With voice searches potentially lengthening search queries overall -minimizing marketers’ ability to as successfully keyword inflate content- actually good content needs to be a priority. Since day one, Google has been telling us to provide relevant, user-friendly content. Now it makes more sense than ever to do that.


3) Clean Your Data

Though Analytics may not directly affect your SERP rankings, it (hopefully) affects overall business decisions and should ALWAYS be a primary focus for marketers and businesses alike. Make sure that the reports you are generating are providing good, high-integrity data or the decisions that you are making may have a fundamentally unsound basis. Without clean data, how can we ever know if what we are doing is working?! If you haven’t set up Analytics yet, or done an audit recently, Avinash Kaushik is an amazing Analytics resource to learn from or you can request a free Analytics audit here:


4) Minimize segmentation in your marketing approach

I want to put this one chronologically first because it is arguably the number one sin of most marketers – both for in-house and agency folks alike. We humans like to think in organized, neat, compartmentalized buckets. To stay ahead and to really be well-equipped for the “Voice takeover” or ANY other changes in the digital realm moving forward, the trick is to think holistically about the user-journey and what the business needs to do to accommodate continuous improvement of that journey (cross-departmental communication required–gasp!).

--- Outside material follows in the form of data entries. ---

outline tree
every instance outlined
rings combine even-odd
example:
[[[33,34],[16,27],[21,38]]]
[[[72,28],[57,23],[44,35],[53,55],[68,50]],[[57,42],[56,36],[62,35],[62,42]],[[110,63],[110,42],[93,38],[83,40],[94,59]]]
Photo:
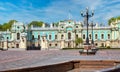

5. Refine your overall marketing methodology

At its core, marketing is the practice of understanding the business in such a way that you can articulate its value to customers and potential customers effectively. This means fully understanding the customer journey and refining your marketing and business strategies iteratively to accommodate shifting customer priorities.

The challenge here is that good marketing takes one step further than just “good sales” or “good account management”. For successful sales and account management it is imperative to understand your client’s needs. Good marketing, however, requires not only that you understand your client well, but that you understand your client’s customer well. This one degree of separation, though it seems small, is often the reason why marketers (even great ones!) can fall flat. Customer-centric marketing is critical to getting ahead and staying ahead, independent of industry changes.

Good, technically sound, user-friendly sites with great content are not going to be cataclysmically affected if/when the great Voice Takeover does in fact occur. Build a sturdy foundation now, and we will all make it through hunky dory to the other side.